By how much? Well, some studies show that it can increase curcumin absorption up to 2,000%.
Further, piperine inhibits hepatic and intestinal glucuronidation (a process by which the liver removes substances from the body), thus increasing serum concentration of curcumin.
So, if you’re using turmeric, always add some black pepper to the mix. Unfortunately, I can’t offer a specific dosage of black pepper – no one really knows.
My recommendation would be to add as much to your turmeric-containing food or drink that your palate or gut can tolerate.
Superhero: Vitamin D
Sidekick: Magnesium
Vitamin D is in the spotlight more than it's ever been, but doctors and patients are neglecting a pretty important nutritional fact of life: Vitamin D doesn't even bother to get up in the morning and put its pants on if magnesium isn't there to exhort it on.
You can practically swallow half a bottle of vitamin D a day and you won't have much luck in raising blood levels if sufficient amounts of magnesium aren't around.
Now, truth be told, calcium is equally important to vitamin D, but because of a complicated cascade of historical and economic factors, Americans take in a hell of a lot more calcium every day than they do magnesium.

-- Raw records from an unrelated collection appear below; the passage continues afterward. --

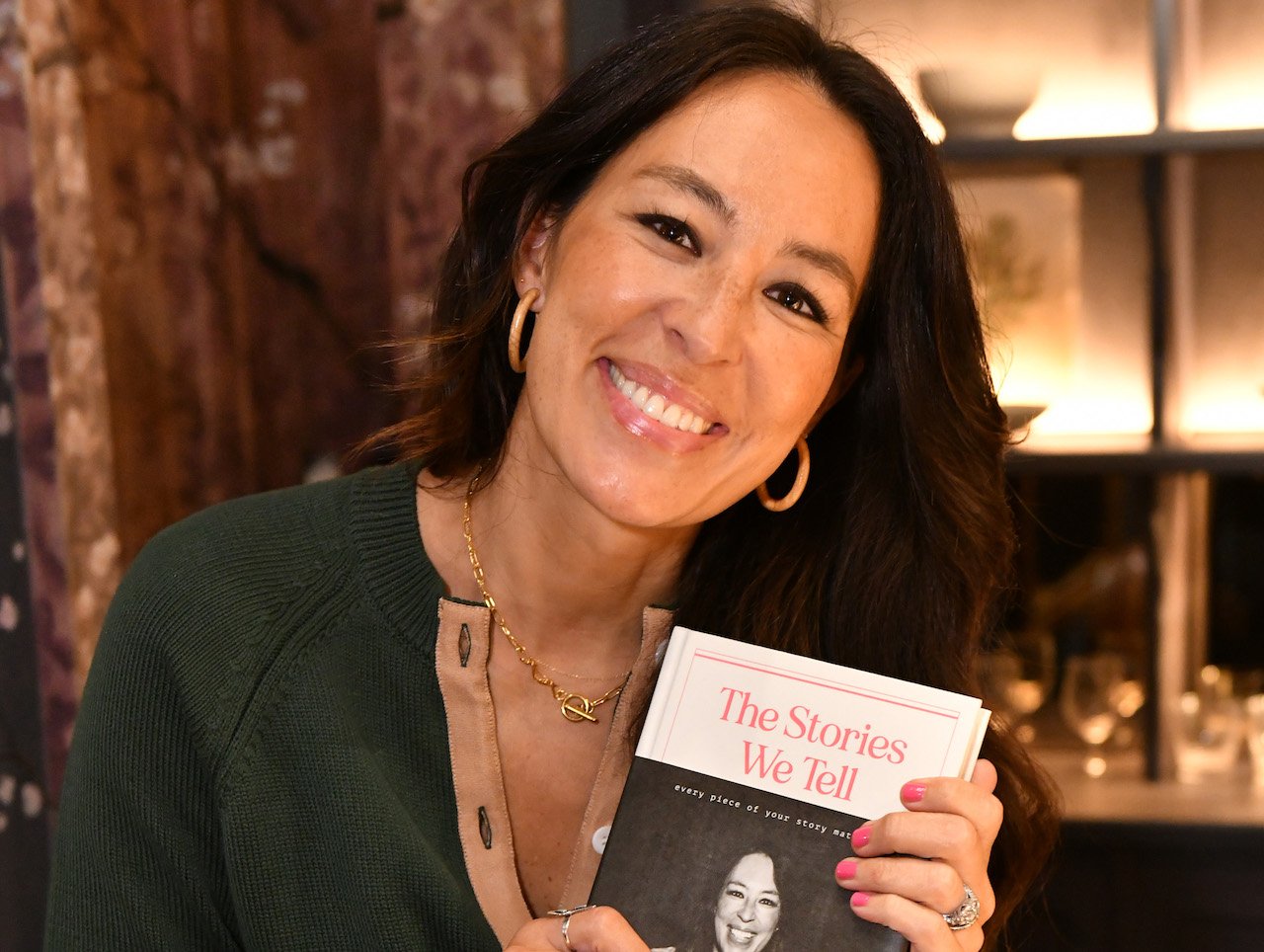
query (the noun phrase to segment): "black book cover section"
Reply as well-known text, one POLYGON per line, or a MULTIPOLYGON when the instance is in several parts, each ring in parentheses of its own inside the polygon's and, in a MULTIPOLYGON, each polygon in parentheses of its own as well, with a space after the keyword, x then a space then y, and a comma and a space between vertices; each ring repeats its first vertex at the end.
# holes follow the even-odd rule
POLYGON ((589 901, 623 913, 651 949, 900 952, 904 937, 858 918, 851 893, 834 882, 834 866, 853 855, 851 834, 863 822, 636 757, 589 901), (737 923, 751 934, 717 944, 733 915, 720 896, 750 853, 772 860, 780 908, 737 923))

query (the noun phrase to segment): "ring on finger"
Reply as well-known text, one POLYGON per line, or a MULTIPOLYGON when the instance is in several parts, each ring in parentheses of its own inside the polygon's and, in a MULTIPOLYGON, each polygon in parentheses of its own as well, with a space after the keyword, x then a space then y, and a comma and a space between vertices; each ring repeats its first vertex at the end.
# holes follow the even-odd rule
POLYGON ((566 947, 566 952, 575 952, 575 947, 570 944, 570 917, 575 913, 588 912, 589 909, 595 909, 595 905, 576 905, 570 909, 550 909, 549 915, 556 915, 561 919, 561 942, 566 947))
MULTIPOLYGON (((966 886, 964 882, 962 885, 966 886)), ((944 922, 948 923, 948 928, 953 932, 968 929, 978 922, 978 896, 975 895, 975 890, 966 886, 966 898, 961 900, 961 905, 951 913, 940 913, 940 915, 944 917, 944 922)))

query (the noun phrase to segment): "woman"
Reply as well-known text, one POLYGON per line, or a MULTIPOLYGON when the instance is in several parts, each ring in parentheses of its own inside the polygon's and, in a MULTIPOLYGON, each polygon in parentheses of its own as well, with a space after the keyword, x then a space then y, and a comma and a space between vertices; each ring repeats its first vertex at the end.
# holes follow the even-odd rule
MULTIPOLYGON (((933 149, 862 57, 761 9, 613 51, 468 173, 434 320, 384 435, 411 461, 138 559, 49 947, 643 951, 617 910, 546 912, 595 874, 671 623, 647 606, 973 687, 1004 416, 933 149)), ((1048 850, 1033 767, 986 752, 839 864, 916 949, 980 947, 1048 850)))
POLYGON ((708 891, 707 915, 689 946, 653 952, 779 952, 781 889, 777 862, 765 850, 743 850, 726 862, 708 891))

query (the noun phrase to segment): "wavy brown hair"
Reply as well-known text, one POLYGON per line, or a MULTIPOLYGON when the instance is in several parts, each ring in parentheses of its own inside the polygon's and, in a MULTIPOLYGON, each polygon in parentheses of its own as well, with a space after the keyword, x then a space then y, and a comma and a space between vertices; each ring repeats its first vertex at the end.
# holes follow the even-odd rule
MULTIPOLYGON (((803 80, 863 128, 881 173, 870 272, 846 351, 863 372, 811 435, 799 503, 753 497, 705 522, 678 621, 939 688, 977 692, 975 659, 1011 563, 1009 439, 987 370, 957 214, 935 149, 887 77, 844 43, 769 8, 651 24, 571 81, 468 169, 442 263, 418 412, 378 435, 455 479, 495 467, 522 378, 506 357, 512 267, 542 211, 562 226, 612 156, 703 83, 738 71, 803 80)), ((776 480, 775 480, 776 482, 776 480)), ((1042 870, 1055 798, 1004 731, 1005 824, 992 852, 990 944, 1042 870)))

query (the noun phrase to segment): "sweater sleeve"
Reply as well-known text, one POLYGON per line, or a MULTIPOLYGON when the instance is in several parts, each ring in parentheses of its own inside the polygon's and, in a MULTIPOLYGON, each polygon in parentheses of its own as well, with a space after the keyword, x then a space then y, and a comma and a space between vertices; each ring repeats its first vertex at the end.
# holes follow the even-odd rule
POLYGON ((195 673, 209 649, 200 662, 181 640, 205 619, 178 563, 150 544, 110 607, 62 790, 48 949, 240 948, 216 815, 222 728, 195 673))

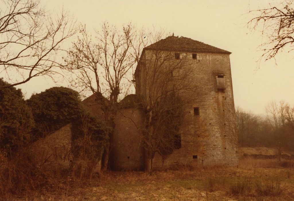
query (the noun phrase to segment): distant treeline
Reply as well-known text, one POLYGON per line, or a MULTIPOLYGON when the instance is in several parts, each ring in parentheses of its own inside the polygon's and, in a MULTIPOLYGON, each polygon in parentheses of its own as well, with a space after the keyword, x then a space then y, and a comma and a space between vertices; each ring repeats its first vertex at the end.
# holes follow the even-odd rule
POLYGON ((283 101, 270 103, 266 114, 236 109, 240 146, 294 150, 294 107, 283 101))

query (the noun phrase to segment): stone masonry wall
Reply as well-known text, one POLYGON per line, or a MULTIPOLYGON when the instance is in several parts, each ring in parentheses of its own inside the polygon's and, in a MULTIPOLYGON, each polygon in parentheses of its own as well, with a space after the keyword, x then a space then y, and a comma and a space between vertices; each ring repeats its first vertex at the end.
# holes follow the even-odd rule
POLYGON ((68 124, 29 147, 33 161, 50 170, 68 169, 72 160, 71 126, 68 124))
POLYGON ((111 156, 113 170, 143 169, 143 150, 140 144, 141 135, 136 126, 142 124, 142 115, 140 110, 129 108, 121 109, 116 116, 111 156))
MULTIPOLYGON (((145 51, 146 58, 150 58, 151 51, 145 51)), ((193 72, 190 78, 197 86, 198 92, 181 95, 183 99, 192 98, 193 100, 184 109, 184 123, 180 131, 181 147, 175 150, 163 163, 161 156, 156 155, 154 162, 155 169, 174 165, 238 165, 237 139, 229 55, 195 53, 197 53, 197 59, 192 59, 192 53, 181 53, 187 54, 187 59, 191 60, 193 72), (218 75, 223 76, 225 87, 224 90, 217 89, 218 75), (199 107, 199 115, 194 115, 194 107, 199 107)), ((147 59, 146 62, 148 61, 147 59)), ((137 77, 139 80, 140 77, 143 77, 140 75, 137 77)), ((138 88, 144 87, 141 86, 138 88)))

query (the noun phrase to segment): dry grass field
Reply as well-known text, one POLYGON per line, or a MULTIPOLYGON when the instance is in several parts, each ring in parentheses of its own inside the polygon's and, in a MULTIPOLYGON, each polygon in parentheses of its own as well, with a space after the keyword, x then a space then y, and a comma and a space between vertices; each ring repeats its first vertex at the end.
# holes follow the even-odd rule
POLYGON ((64 179, 10 199, 34 200, 291 200, 294 161, 240 160, 238 168, 104 172, 90 180, 64 179))

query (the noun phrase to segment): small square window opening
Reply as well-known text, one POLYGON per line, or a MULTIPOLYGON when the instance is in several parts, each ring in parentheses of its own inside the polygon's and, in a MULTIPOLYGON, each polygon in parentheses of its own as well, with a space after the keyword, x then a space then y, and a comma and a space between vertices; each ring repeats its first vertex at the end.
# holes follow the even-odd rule
POLYGON ((175 149, 178 149, 182 147, 180 135, 175 135, 173 142, 175 149))
POLYGON ((194 115, 199 115, 199 108, 194 108, 194 115))

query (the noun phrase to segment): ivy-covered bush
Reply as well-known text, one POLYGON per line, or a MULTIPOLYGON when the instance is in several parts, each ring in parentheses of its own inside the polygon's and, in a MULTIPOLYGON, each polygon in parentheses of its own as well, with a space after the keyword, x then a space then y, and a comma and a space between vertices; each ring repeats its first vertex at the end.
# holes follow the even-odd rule
POLYGON ((82 113, 78 93, 66 87, 53 87, 27 101, 36 122, 35 132, 41 137, 76 120, 82 113))
MULTIPOLYGON (((0 86, 8 84, 0 79, 0 86)), ((31 109, 20 89, 0 89, 0 149, 5 155, 10 156, 30 141, 34 125, 31 109)))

The problem is that having a high calcium-to-magnesium ratio (as the majority of Americans do) cripples the body's ability to transport, synthesize, and activate vitamin D.
The end result of this imbalance is vitamin D deficiency, or at the very least, a vitamin D insufficiency.
This undesirable calcium/magnesium ratio also allows calcium to turn your normally pliable coronary blood vessels into calcified tunnels through which your cardiac surgeon has to go spelunking to save your life.
So here's what to do: Take between 2,000 and 5,000 IU of vitamin D a day, just before a fatty meal (dietary fat helps with absorption). Then, to ensure that the vitamin D gets out of bed, take between 400 and 500 mg. of magnesium, also with a meal (as it may cause upset stomach otherwise).
If you're an athlete and you sweat a lot (as magnesium leeches out of the body through sweat), take an additional dose with a separate meal.